Say we have an urn filled with 28 white balls, 1 red and 1 black ball. The probability of getting at least one of each red and black ball (even if in this case the distinction of -at least- does not matter...), can be computed like so:
$$\sum_{r=1}^1 \left(\sum_{b=1}^1 \frac{{1 \choose r}{1 \choose b}{28 \choose 3-r-b}}{{30\choose 3}}\right)=0.00689655...$$
As I have learned by now, another (MUCH more efficient way, once more copies of colored balls are in the urn, ie. 4 red and 4 black...) of computing this, is by calculating the probability of NOT getting a red ball + NOT getting a black ball + getting only white balls and subtracting the result of this addition from 1, like so:
$$1-2(\frac{{29 \choose 3}}{{30 \choose 3}}) + \frac{{28 \choose 3}}{{30 \choose 3}}=0.00689655...$$
Now, here is where I am pulling my hair for hours, and I really hope someone can shed some light!
Let's simply replace one white ball with a yellow one in the urn (so instead of 28 we now have 27 white, 1 yellow, 1 red and 1 black ball).
$$\sum_{y=1}^1\left(\sum_{r=1}^1 \left(\sum_{b=1}^1 \frac{{1 \choose y}{1 \choose r}{1 \choose b}{27 \choose 3-y-r-b}}{{30 \choose 3}}\right)\right)=0.000246305...$$
Alright, so far, so good.

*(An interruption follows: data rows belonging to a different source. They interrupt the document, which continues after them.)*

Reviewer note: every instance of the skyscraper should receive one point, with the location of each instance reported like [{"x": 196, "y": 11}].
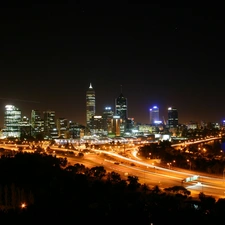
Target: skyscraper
[
  {"x": 12, "y": 120},
  {"x": 121, "y": 107},
  {"x": 50, "y": 128},
  {"x": 121, "y": 111},
  {"x": 154, "y": 114},
  {"x": 172, "y": 117},
  {"x": 90, "y": 105}
]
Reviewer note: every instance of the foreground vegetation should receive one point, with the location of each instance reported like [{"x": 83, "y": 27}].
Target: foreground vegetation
[{"x": 41, "y": 189}]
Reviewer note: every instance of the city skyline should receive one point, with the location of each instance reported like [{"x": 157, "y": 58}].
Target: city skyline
[{"x": 164, "y": 55}]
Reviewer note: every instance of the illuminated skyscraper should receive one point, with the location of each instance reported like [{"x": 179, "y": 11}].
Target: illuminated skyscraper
[
  {"x": 121, "y": 107},
  {"x": 12, "y": 120},
  {"x": 172, "y": 117},
  {"x": 121, "y": 111},
  {"x": 90, "y": 105},
  {"x": 154, "y": 114},
  {"x": 50, "y": 128}
]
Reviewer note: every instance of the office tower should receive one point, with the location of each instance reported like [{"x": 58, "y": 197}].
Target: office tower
[
  {"x": 121, "y": 111},
  {"x": 107, "y": 119},
  {"x": 12, "y": 120},
  {"x": 121, "y": 107},
  {"x": 37, "y": 122},
  {"x": 172, "y": 117},
  {"x": 97, "y": 125},
  {"x": 50, "y": 129},
  {"x": 154, "y": 114},
  {"x": 90, "y": 105},
  {"x": 62, "y": 127}
]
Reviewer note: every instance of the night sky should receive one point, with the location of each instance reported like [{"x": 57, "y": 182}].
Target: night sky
[{"x": 164, "y": 55}]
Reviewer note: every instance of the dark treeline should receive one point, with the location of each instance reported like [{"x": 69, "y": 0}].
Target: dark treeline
[
  {"x": 56, "y": 193},
  {"x": 212, "y": 160}
]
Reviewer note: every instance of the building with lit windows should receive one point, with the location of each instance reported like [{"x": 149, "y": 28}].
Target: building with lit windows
[
  {"x": 90, "y": 105},
  {"x": 50, "y": 129},
  {"x": 37, "y": 123},
  {"x": 62, "y": 127},
  {"x": 107, "y": 119},
  {"x": 121, "y": 111},
  {"x": 12, "y": 120},
  {"x": 172, "y": 117},
  {"x": 154, "y": 114}
]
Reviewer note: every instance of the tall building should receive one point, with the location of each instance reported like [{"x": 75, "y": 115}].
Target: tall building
[
  {"x": 107, "y": 119},
  {"x": 121, "y": 111},
  {"x": 37, "y": 122},
  {"x": 12, "y": 120},
  {"x": 154, "y": 114},
  {"x": 90, "y": 105},
  {"x": 50, "y": 129},
  {"x": 121, "y": 107},
  {"x": 62, "y": 127},
  {"x": 172, "y": 117}
]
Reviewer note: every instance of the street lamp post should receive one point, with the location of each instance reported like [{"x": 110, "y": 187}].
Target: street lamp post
[
  {"x": 223, "y": 173},
  {"x": 188, "y": 161}
]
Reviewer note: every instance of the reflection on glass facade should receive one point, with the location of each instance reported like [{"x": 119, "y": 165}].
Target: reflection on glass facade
[
  {"x": 12, "y": 119},
  {"x": 90, "y": 105}
]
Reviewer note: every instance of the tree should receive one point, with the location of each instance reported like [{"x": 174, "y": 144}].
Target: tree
[
  {"x": 133, "y": 182},
  {"x": 98, "y": 172},
  {"x": 113, "y": 177}
]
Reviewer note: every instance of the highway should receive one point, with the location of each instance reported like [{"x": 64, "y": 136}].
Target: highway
[{"x": 147, "y": 173}]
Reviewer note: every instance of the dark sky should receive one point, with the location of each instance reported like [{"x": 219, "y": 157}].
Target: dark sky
[{"x": 164, "y": 55}]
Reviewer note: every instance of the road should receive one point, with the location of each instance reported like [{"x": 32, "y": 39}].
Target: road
[{"x": 148, "y": 173}]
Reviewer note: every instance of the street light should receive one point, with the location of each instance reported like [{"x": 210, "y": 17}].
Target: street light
[
  {"x": 188, "y": 161},
  {"x": 169, "y": 164}
]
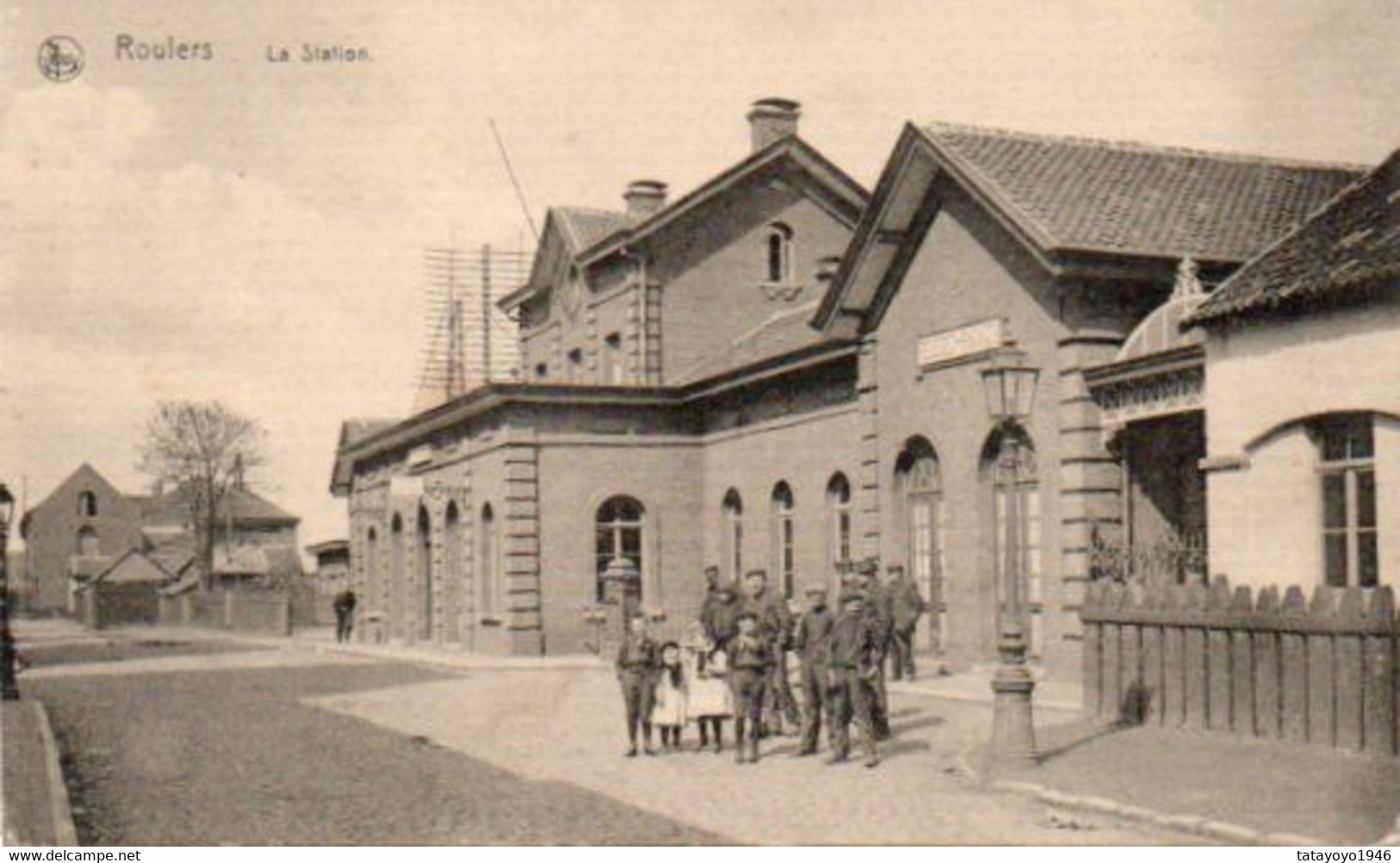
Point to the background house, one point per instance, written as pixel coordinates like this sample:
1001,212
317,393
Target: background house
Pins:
85,525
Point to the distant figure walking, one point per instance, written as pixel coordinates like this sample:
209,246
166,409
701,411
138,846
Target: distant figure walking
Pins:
906,605
343,605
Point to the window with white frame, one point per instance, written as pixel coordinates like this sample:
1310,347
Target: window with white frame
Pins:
839,515
1347,470
612,365
734,533
486,562
779,246
619,535
784,549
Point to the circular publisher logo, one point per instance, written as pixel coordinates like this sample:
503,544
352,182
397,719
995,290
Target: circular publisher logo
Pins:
60,59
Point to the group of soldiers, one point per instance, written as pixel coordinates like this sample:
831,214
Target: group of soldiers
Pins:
842,656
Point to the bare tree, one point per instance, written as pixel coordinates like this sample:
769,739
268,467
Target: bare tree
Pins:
203,450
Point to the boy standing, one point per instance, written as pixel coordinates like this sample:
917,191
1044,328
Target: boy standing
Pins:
638,665
750,661
853,658
810,643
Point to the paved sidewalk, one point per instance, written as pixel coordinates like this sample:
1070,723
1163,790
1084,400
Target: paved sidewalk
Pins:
566,726
1235,789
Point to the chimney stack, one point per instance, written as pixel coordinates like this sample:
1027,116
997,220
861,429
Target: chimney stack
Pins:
773,119
644,197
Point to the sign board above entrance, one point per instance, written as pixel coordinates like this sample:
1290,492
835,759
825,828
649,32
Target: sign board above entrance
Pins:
961,345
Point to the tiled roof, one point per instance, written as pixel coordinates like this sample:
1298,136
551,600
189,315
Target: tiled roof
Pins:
1084,195
360,428
1348,248
781,333
239,504
584,227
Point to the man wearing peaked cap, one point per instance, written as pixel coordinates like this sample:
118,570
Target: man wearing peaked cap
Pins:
810,643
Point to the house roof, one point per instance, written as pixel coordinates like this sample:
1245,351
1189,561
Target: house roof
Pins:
781,333
1136,199
1348,249
593,235
134,568
240,506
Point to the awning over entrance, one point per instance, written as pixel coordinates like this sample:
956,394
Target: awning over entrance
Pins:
1160,369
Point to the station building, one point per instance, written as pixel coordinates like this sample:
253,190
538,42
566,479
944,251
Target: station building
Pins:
779,369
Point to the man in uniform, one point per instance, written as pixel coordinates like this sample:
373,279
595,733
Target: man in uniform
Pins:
720,614
776,627
638,665
906,605
851,658
343,605
877,617
750,661
810,641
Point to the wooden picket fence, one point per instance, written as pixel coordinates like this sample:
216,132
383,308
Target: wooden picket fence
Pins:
1276,665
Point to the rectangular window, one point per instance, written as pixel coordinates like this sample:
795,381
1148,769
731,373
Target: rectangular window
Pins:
612,365
1348,501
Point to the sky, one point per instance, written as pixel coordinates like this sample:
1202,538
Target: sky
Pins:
252,231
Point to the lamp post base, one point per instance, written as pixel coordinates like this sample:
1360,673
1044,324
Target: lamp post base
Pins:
1012,726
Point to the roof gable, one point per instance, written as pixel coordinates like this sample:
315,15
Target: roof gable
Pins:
824,182
1348,249
1073,201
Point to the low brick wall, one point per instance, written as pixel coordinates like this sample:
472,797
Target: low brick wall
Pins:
262,612
1319,670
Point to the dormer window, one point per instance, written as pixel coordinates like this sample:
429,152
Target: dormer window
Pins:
780,253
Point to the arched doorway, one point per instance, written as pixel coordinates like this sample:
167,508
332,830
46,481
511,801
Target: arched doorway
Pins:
918,486
732,509
839,519
783,537
619,533
425,575
398,576
454,589
1010,472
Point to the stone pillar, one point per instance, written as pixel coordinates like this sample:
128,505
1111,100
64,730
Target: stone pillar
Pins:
520,540
868,481
1090,493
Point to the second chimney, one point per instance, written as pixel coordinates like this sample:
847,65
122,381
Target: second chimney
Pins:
772,121
644,197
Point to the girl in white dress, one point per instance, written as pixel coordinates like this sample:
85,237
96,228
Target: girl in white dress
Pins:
709,690
669,711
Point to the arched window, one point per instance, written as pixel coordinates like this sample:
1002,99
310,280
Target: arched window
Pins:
87,542
486,562
1008,461
779,245
398,578
452,569
620,520
918,483
1347,472
784,557
839,518
371,568
734,533
425,573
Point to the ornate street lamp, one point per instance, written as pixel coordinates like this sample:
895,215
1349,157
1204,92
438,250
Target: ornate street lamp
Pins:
1010,387
9,692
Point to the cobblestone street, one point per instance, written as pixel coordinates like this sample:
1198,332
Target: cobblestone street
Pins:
230,755
289,746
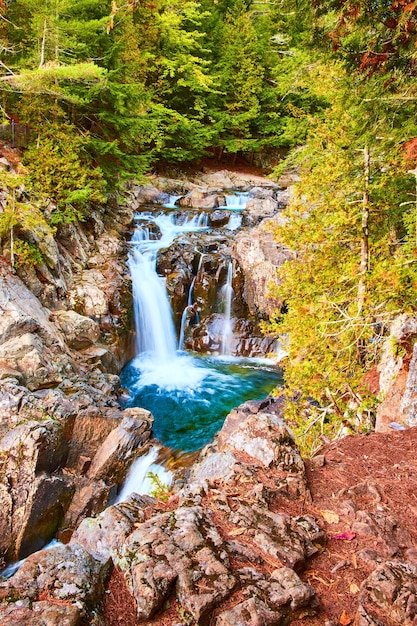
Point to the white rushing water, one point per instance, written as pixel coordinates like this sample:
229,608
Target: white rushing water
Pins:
141,476
155,331
236,201
227,294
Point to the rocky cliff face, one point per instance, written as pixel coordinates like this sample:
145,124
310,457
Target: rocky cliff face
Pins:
252,537
64,336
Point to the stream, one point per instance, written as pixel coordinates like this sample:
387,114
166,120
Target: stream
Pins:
188,394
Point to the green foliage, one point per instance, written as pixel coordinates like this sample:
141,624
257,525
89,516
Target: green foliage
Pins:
334,336
59,168
160,490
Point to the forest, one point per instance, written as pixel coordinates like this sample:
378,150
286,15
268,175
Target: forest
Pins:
324,87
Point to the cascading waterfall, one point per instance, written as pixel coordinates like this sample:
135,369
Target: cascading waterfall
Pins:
235,221
155,332
139,478
227,294
189,396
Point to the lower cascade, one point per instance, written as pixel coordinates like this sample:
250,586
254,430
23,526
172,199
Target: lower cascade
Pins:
189,395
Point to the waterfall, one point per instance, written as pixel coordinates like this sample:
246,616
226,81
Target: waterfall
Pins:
236,201
138,479
235,221
227,294
155,331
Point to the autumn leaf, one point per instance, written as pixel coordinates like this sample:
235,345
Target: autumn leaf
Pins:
353,588
330,517
347,535
344,619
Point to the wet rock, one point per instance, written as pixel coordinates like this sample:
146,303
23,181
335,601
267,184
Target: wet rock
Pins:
90,498
202,199
39,614
103,536
275,600
80,331
91,427
111,459
38,501
263,435
392,590
259,256
64,573
29,343
182,547
217,219
289,540
148,194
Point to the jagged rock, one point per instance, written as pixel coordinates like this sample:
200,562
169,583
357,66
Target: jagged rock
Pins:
263,435
29,343
202,199
91,427
90,498
65,573
80,331
397,376
212,466
182,547
39,614
390,592
148,194
217,219
103,536
38,501
258,209
259,256
111,459
287,539
274,601
11,396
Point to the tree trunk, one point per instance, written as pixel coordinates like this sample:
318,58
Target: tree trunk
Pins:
43,44
364,265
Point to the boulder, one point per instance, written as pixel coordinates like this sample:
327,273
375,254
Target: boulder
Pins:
66,574
181,548
148,194
29,453
202,199
217,219
263,435
103,536
80,331
389,592
259,256
398,376
112,458
258,209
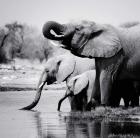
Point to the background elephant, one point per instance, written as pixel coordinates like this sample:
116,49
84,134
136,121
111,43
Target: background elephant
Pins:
116,50
80,87
61,68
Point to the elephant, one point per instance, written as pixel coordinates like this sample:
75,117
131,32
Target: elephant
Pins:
127,90
116,50
80,87
61,68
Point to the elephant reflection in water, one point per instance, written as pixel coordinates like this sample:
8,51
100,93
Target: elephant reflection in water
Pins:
83,128
101,129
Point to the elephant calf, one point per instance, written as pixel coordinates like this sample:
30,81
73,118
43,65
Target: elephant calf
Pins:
80,88
61,68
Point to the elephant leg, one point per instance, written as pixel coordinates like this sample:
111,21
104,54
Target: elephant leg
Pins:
105,87
67,94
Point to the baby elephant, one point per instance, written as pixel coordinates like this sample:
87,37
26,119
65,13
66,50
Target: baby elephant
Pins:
80,88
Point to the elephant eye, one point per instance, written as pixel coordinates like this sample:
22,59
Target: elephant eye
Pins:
79,27
46,70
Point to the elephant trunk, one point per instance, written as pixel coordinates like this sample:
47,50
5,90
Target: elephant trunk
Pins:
56,27
42,82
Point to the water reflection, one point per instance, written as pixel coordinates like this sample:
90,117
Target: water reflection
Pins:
69,128
46,122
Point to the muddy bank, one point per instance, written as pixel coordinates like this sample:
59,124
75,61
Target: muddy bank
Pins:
24,78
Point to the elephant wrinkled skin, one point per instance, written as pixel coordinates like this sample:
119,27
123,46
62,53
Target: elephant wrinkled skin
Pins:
116,50
61,68
80,87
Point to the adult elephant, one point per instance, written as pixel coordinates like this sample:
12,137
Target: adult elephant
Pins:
61,68
116,50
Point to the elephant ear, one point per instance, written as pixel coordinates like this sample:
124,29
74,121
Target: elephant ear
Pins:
96,41
65,67
80,84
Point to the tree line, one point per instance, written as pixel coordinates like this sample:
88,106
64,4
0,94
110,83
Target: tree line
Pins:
23,41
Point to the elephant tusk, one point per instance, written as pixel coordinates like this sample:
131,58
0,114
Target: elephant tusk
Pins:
41,85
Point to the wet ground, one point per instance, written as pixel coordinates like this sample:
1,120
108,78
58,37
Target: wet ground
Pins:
45,122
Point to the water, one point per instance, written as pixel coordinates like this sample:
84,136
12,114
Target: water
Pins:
45,122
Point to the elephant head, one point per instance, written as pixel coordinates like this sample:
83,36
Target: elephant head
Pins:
57,69
80,87
86,38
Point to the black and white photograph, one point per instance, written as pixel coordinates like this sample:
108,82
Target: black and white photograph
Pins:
69,69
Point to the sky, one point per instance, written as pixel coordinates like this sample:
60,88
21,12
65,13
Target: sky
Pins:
37,12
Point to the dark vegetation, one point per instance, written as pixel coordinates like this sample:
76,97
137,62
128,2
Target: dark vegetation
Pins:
22,41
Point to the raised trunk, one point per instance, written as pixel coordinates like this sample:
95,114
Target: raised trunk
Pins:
56,27
41,83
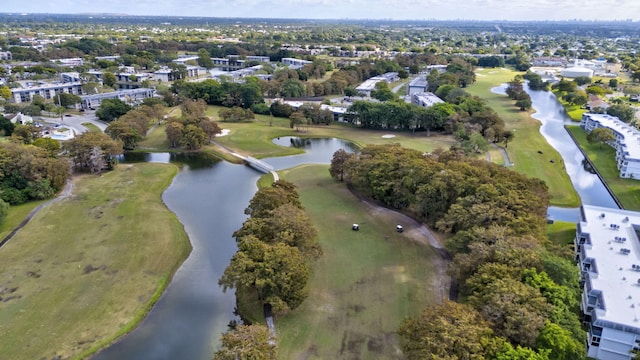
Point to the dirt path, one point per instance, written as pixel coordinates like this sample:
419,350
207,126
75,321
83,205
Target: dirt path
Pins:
418,232
65,193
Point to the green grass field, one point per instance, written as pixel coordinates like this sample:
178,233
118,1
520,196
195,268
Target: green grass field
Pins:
255,138
523,150
86,269
364,284
604,159
561,233
573,111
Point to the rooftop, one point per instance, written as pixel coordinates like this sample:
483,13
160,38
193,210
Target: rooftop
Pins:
616,250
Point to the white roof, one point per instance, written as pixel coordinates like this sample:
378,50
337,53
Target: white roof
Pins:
630,141
616,277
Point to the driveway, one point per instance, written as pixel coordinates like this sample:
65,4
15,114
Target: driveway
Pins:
75,121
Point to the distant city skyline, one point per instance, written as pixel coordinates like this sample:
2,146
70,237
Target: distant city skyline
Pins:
341,9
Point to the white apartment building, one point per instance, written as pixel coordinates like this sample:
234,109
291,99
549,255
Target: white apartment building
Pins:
295,63
29,89
608,255
627,142
426,99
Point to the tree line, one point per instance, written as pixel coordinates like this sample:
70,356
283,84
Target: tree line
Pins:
276,245
520,293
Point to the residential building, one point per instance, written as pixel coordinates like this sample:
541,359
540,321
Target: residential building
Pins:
417,85
29,89
130,80
258,58
370,84
426,99
549,61
131,96
626,143
607,250
70,77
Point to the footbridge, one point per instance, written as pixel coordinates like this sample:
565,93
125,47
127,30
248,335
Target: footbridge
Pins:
258,165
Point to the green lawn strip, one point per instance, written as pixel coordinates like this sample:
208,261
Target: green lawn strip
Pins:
155,140
604,159
91,127
16,215
561,233
364,284
573,111
523,150
87,269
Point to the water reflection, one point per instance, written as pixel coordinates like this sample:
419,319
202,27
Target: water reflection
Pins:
209,197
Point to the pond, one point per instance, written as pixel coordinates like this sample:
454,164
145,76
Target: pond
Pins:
553,118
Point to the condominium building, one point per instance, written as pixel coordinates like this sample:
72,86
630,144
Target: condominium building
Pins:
295,63
29,89
608,255
426,99
131,96
626,143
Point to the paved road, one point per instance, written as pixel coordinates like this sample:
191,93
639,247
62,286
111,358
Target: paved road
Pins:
75,121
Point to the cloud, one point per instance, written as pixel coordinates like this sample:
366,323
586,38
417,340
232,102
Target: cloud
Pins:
407,9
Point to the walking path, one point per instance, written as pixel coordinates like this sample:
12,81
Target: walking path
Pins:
66,192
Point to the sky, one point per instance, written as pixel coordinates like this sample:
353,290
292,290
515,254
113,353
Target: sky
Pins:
342,9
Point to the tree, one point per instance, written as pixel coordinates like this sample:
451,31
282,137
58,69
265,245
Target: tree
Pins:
125,132
278,273
296,119
6,126
383,92
600,136
210,128
250,342
5,92
66,100
4,210
52,146
83,149
448,331
582,80
193,137
174,131
524,103
336,169
26,134
507,136
111,109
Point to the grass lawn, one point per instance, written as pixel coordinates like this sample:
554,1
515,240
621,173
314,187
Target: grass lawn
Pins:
364,284
604,159
574,111
86,269
91,127
16,214
528,140
155,140
255,137
561,233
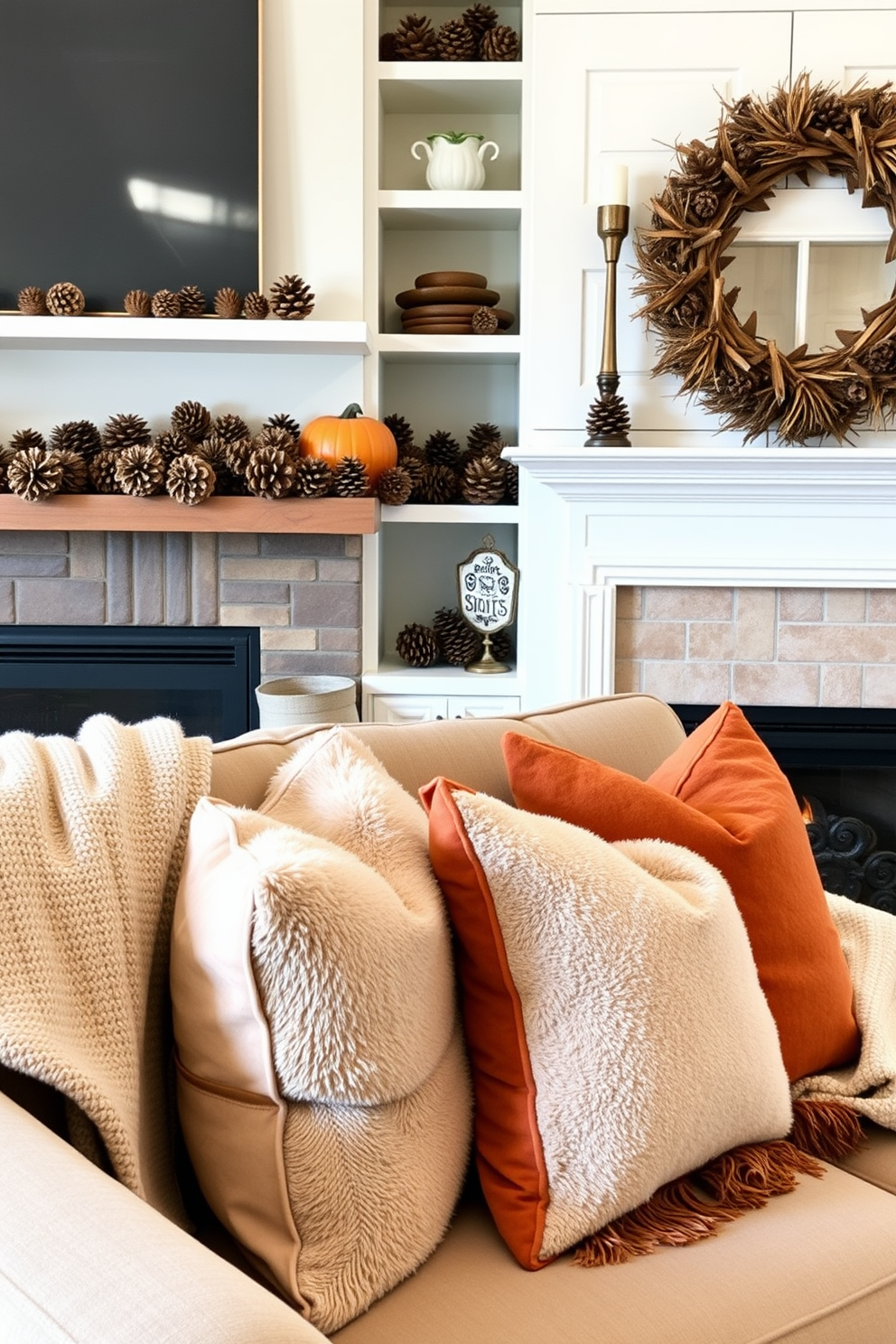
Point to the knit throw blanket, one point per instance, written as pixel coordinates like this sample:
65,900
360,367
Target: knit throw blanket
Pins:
91,839
868,1087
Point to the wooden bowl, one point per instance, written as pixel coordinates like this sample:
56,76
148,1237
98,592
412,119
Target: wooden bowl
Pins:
450,277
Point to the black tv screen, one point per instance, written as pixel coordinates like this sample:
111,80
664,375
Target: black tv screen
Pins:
129,146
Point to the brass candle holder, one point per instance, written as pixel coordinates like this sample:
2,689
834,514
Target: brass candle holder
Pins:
609,413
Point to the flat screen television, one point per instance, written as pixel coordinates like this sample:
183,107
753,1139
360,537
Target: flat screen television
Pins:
129,146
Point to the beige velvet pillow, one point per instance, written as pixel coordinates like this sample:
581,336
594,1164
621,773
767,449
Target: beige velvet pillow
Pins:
322,1082
617,1029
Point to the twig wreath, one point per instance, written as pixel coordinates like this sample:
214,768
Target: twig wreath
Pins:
736,374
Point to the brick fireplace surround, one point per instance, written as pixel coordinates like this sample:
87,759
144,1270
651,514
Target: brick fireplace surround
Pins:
301,590
766,575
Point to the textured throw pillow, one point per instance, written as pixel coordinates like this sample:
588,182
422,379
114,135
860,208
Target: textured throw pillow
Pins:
322,1082
723,795
617,1030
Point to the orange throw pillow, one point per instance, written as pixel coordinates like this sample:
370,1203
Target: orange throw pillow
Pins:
723,795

Now let's try the more efficient computation method:
$$1-3(\frac{{29 \choose 3}}{{30 \choose 3}}) + \frac{{27 \choose 3}}{{30 \choose 3}}=-0.9795566$$
What? Why? Why are those results not matching? How can there be any difference between the two?
They're not just not matching; one of them is negative, so you already know which of them is wrong.
The problem may already start where you say "the probability of not getting a red ball + not getting a black ball + getting only white balls". This is not a description of the correct inclusion-exclusion calculation that follows. You need to add the probabilities of not getting a red ball and not getting a white ball and then subtract the probability of getting only white balls, i.e. getting neither a red, nor a black ball.
It seems that because you didn't understand that what you were doing in the first case was inclusion-exclusion, you failed to apply it properly in the second case. My advice would be to read up on inclusion-exclusion, understand why what you did in the first case was correct even though you described it incorrectly, then apply it to the second case (and then reconsider whether you think that this is a "MUCH more efficient way" to solve the present problem).